By Adam Schreck and Nasser Karimi
TEHRAN, Iran -- Iran said Sunday it plans to introduce a new generation of oil contracts by June that promise to be more attractive to foreign investors.
The nation is seeking to significantly boost production, in the event that international sanctions, which have hobbled its vital energy industry, are lifted.
The new terms being developed signal the OPEC member's eagerness to attract outside expertise and capital, and are a response to oil and gas companies' frustration with earlier terms that they felt offered little reward.
Mahdi Hosseini, head of the contract revision committee in the Petroleum Ministry, told reporters that the new terms are being designed for a post-sanction era and aimed to better align Tehran's needs with the interests of international investors. He said officials were seeking a "win-win" setup that would better balance companies' risks with rewards.

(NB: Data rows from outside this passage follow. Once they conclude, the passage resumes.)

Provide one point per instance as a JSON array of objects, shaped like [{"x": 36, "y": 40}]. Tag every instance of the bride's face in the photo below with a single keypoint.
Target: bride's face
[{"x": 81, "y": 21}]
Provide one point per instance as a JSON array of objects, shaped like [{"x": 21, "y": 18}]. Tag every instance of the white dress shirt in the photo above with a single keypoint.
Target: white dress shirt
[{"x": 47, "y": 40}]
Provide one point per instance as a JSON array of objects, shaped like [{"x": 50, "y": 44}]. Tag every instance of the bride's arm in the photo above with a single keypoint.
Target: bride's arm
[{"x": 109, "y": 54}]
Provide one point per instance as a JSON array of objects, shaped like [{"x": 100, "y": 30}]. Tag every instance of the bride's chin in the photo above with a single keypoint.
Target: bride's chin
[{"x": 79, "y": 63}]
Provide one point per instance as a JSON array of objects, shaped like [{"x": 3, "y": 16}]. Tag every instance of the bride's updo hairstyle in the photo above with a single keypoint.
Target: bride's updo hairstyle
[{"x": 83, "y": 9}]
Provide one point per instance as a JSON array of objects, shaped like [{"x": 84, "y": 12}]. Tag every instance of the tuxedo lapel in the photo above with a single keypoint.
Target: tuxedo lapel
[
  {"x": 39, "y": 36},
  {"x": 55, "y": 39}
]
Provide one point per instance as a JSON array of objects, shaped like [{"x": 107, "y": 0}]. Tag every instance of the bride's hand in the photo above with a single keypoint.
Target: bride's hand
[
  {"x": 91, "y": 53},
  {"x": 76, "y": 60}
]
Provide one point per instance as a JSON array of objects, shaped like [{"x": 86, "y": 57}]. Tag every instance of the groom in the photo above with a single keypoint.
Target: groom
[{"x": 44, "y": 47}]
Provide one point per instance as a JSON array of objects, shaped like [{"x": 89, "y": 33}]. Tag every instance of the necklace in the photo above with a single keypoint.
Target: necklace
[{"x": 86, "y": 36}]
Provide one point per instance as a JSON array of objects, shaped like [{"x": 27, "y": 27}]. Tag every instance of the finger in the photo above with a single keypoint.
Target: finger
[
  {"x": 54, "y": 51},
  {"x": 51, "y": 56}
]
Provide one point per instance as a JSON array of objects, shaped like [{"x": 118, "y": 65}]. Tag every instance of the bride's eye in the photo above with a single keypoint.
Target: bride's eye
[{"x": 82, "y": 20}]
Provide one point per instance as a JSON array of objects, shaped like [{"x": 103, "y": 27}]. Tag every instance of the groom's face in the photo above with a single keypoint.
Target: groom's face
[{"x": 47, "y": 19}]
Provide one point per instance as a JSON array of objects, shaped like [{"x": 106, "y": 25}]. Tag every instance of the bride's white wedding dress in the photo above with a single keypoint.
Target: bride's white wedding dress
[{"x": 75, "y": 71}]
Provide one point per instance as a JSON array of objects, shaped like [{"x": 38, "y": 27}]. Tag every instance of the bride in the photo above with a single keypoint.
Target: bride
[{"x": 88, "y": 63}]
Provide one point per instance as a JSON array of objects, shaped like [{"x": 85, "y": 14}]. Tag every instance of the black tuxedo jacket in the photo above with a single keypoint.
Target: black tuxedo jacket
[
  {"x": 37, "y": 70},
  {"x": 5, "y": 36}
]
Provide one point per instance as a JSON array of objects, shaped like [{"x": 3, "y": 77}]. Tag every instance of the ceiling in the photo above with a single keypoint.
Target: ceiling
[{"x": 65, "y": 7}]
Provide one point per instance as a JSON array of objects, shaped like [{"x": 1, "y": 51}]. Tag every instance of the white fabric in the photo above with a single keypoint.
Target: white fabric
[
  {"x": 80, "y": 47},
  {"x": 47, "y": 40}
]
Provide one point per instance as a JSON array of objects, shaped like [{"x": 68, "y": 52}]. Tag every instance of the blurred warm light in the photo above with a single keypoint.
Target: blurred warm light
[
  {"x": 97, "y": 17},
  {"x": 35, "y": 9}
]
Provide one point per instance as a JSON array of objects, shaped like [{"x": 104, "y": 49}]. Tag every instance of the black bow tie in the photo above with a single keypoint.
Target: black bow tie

Iran currently allows foreign oil companies to operate under what are known as "buybacks," which Hosseini acknowledged have drawn complaints about cost from oil companies.
Under that system, the contractor pays to develop a given oil field in exchange for a pre-agreed rate of return over a certain period of time. Once work is done, the contractor transfers operation of the field to Iran and typically does not have a long-term stake in the fields.
Iran began revising the contract terms in October. Hosseini said the new model aims to ensure long-term cooperation with outside investors, and that the committee has consulted international companies on the new version of the contract.
Iran needs $150 billion in investment for its energy sector over the next five years, he said.